So there’s a new brand in the pipeline. Theresa Greenfield, Cal Cunningham, and Sara Gideon are among those being groomed for the next campaign season, according to Politico.
The party claims the inspiration for the strategy comes not only from Trump’s success in 2016, but also the leftists’ own electoral victories in 2018. Last year, Dems won the majority in the House of Representatives on the shoulders of new personalities, new names … people who came into their election campaigns as largely unknown, with uncommon, non-political backgrounds.
“In races around the country, there are strong Democrats stepping up to run who fit their states and will be a breath of fresh air with new perspectives to bring to the Senate,” said Sen. Catherine Cortez Masto, who chairs the Democratic Senatorial Campaign Committee, as reported by The Hill.
“These are sort of on the 2018 House model,” Senate Minority Leader Chuck Schumer said in an interview of the new candidates. “Most of them are not traditional, old-time politicians.

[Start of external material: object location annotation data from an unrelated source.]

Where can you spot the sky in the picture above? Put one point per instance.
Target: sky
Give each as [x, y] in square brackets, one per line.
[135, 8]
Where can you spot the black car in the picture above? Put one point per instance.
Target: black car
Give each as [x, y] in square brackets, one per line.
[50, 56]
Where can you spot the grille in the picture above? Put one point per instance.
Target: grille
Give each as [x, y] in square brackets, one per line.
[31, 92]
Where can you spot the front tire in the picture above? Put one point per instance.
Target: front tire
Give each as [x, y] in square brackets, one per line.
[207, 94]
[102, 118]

They are new, fresh-faced.”
For the upcoming Senate races, candidates lined up by party officials include more women and more veterans than have been recently typical for the Dems.

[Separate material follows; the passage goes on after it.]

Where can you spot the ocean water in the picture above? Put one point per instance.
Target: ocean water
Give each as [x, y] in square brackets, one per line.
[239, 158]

“We’re at the beginning stages of these races,” said Masto. “We have until the end of this year to get folks into these Senate races and be formidable and take on these Republican incumbents who are unfavorable in their states. I’ve never had a concern about it.”

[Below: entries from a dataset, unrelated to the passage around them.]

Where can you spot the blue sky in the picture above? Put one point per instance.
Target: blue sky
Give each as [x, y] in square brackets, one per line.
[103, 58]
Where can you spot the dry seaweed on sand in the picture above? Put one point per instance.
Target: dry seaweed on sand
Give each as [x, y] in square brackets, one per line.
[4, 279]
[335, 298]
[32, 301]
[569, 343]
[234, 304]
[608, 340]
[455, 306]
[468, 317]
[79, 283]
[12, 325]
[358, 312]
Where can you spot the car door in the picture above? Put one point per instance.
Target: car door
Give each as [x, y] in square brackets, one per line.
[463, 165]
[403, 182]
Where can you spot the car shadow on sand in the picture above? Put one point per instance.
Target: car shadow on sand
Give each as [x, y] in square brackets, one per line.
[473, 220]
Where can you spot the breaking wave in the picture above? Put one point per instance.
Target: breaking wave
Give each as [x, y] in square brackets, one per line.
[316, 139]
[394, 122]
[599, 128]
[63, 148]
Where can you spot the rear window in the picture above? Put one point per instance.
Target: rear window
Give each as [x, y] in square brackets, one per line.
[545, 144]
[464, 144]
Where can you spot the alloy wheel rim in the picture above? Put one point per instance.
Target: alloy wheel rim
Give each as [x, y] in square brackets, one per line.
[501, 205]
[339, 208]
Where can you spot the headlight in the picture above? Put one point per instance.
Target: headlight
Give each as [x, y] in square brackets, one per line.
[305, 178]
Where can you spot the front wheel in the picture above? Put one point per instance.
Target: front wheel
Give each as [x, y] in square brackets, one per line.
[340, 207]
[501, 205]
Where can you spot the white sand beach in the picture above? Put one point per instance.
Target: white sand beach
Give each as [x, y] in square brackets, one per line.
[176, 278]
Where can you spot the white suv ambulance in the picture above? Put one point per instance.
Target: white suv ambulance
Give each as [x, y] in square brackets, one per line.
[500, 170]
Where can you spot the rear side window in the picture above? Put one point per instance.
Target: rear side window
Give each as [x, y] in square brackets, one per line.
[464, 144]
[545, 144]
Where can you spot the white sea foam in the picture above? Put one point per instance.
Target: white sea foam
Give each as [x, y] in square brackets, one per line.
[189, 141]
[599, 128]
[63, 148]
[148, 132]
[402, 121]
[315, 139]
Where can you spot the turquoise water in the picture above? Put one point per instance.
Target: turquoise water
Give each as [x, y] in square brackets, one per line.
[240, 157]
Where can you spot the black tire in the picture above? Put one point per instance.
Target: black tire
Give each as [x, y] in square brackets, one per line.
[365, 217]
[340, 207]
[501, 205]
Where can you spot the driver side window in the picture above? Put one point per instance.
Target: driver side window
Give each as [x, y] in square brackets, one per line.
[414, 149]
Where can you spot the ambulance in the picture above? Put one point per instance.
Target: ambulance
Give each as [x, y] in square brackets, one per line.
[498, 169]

In contrast, Republicans say that the Democrats swung and missed in trying to persuade better known candidates to take on conservative Senate incumbents. They point out that the new faces will have to endure competitive primaries that will take up available campaign funds and will chip away at their standing.
“Democrats have really struggled to find first-tier challengers in virtually all of these Senate races. The lone exception is Arizona,” said GOP-affiliated Senate Leadership Fund president Steven Law, as reported by Politico. The Arizona candidate who is well-known is former astronaut Mark Kelly, who is challenging Republican Sen. Martha McSally.
Democrats are feeling energized by the President’s poor polling numbers in Senate battleground states. “The Trump numbers suggest two things to us: his vulnerability and a massive historic turnout,” said Sen. Dick Durbin, the Democrat Whip.
Senate Majority Leader Mitch McConnell is the planned boogeyman for the Dems’ Senate campaigns, as polls show him to be almost as unpopular as Hillary Clinton among voters surveyed in a Harvard-Harris poll conducted in May and among a handful of the lowest-rated politicians in the poll.
“Mitch McConnell is beholden to special interests and he’s blocking progress on everything from making prescription drugs more affordable to addressing political corruption to making health care more affordable,” said Patrick Burgwinkle, manager of communications for End Citizens United, as reported by The Hill.
Democrats “can make the case that Mitch McConnell and special interests in Washington are the ones preventing these priorities from being addressed,” said Burgwinkle.